Brexit et propriété alpine
Cet article est également disponible en : Français (English) Ou Brexit et achat immobilier dans les Alpes. Au cours des semaines qui ont suivi le 23 juin, on m'a demandé presque tous les jours quel effet, à mon avis, le vote sur le Brexit aurait sur le marché immobilier dans les Alpes. À l’époque, il était trop tôt pour le dire. Il se pourrait encore que […]
Ou le Brexit et l'achat d'une propriété dans les Alpes.
Au cours des semaines qui ont suivi le 23 juin, on m'a demandé presque tous les jours quel effet, à mon avis, le vote sur le Brexit aurait sur le marché immobilier dans les Alpes. À l’époque, il était trop tôt pour le dire. Il est peut-être encore trop tôt maintenant. Il est tentant de dire « Brexit ! Quel Brexit ? » car la réalité est que rien de concret ne s’est encore produit. Pour gagner du temps (et réduire l’ennui), vous pouvez d’abord avoir ma conclusion principale »
Jusqu’à présent, le principal résultat du vote sur le Brexit a été d’affaiblir la valeur de la livre sterling. La faiblesse de la livre sterling réduit la demande de propriétés dans les Alpes.
Donc, si tout dépend du taux de change, cela vaut peut-être la peine de jeter un coup d’œil au graphique.

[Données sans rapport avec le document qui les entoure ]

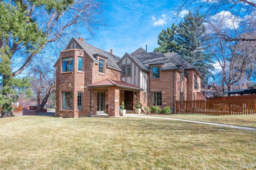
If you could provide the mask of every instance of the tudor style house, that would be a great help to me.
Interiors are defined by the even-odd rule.
[[[122,101],[133,111],[144,106],[171,107],[176,100],[202,99],[202,75],[175,53],[140,48],[120,58],[72,38],[55,64],[56,116],[119,116]]]

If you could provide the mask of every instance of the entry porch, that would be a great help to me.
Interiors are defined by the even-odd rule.
[[[124,102],[127,111],[134,113],[136,103],[140,101],[140,92],[143,90],[138,86],[122,81],[107,79],[89,85],[92,91],[93,102],[91,106],[92,115],[108,117],[119,116],[122,102]]]

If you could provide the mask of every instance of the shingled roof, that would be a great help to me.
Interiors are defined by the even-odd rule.
[[[176,55],[181,58],[177,54]],[[130,55],[142,69],[145,68],[148,71],[149,71],[150,69],[150,65],[160,63],[163,64],[162,70],[179,69],[177,67],[179,64],[175,64],[172,62],[173,60],[171,58],[160,52],[147,52],[141,47],[131,53]],[[186,61],[184,62],[187,63]],[[188,63],[187,63],[189,64]]]
[[[99,62],[97,59],[94,57],[94,55],[99,55],[107,59],[106,62],[107,67],[121,71],[120,67],[117,64],[121,59],[120,57],[92,46],[78,39],[73,38],[72,38],[70,42],[72,40],[75,40],[76,42],[94,61],[97,63]]]
[[[193,69],[195,68],[176,53],[168,53],[163,54],[175,65],[181,65],[184,69]]]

MAIS, et cela est souvent oublié, en période d’incertitude, les vendeurs sont plus susceptibles d’accepter une offre ET les acheteurs ne se sentent pas obligés de rivaliser avec les autres acheteurs. Donc, dans l’ensemble, les propriétés sont toujours achetées et vendues.

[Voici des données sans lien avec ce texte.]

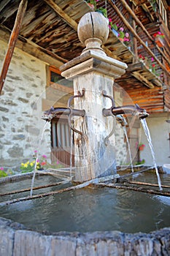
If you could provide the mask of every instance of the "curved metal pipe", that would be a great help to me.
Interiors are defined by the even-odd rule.
[[[69,108],[53,108],[44,112],[44,116],[42,119],[50,121],[55,117],[58,117],[61,115],[69,116],[71,110]],[[73,116],[85,116],[85,111],[84,110],[72,109],[72,113]]]
[[[137,104],[135,105],[126,105],[122,107],[110,108],[109,109],[103,109],[103,115],[104,116],[117,116],[117,115],[123,115],[123,114],[132,114],[136,115],[140,119],[147,118],[149,114],[147,111],[141,108]]]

Le marché immobilier actuel dans les Alpes est plus compliqué que le simple Brexit et implique plus ou moins les éléments suivants
- Atout. Cela semble positif pour notre marché à court terme.
- L'économie mondiale (un retrait des obligations d'Étatréf). Cela pourrait être positif, voir ci-dessous.

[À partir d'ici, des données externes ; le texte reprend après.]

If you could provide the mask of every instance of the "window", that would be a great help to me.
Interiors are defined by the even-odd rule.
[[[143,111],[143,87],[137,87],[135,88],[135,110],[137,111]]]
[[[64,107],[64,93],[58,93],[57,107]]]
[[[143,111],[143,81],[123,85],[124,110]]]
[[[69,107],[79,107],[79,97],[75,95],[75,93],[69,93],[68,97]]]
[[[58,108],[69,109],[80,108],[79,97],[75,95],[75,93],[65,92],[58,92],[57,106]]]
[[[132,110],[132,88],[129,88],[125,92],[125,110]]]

- Les prochaines élections françaisesréf. Cela réduira l'activité du côté français de notre entreprise.
- Brexit. Je ne sais pas…
Atout.
Soudain, le Brexit ne semble plus si fou. Dans le contexte des États-Unis et peut-être maintenant d'une grande partie de l'Europe, cela apparaît plus clairement. Le Brexit était à peine compris en France, mais il pourrait désormais faire partie d’une tendance. Cela a bouleversé la moitié des États-Unis, qui ont connu uneregain d'intérêt pour l'immobilier européendes Américains déjà.
L'économie mondiale.
L'effet à court terme de la victoire de Trump semble avoir conduit à une vente d'obligations d'État (en raison de la probabilité d'une hausse des taux d'intérêt), une grande partie de ces liquidités étant dirigée vers les actions (les indices FTSE et américains sont tous deux en hausse),D'après notre expérience, lorsqu'ils deviennent surévalués, l'argent se dirige souvent vers nous.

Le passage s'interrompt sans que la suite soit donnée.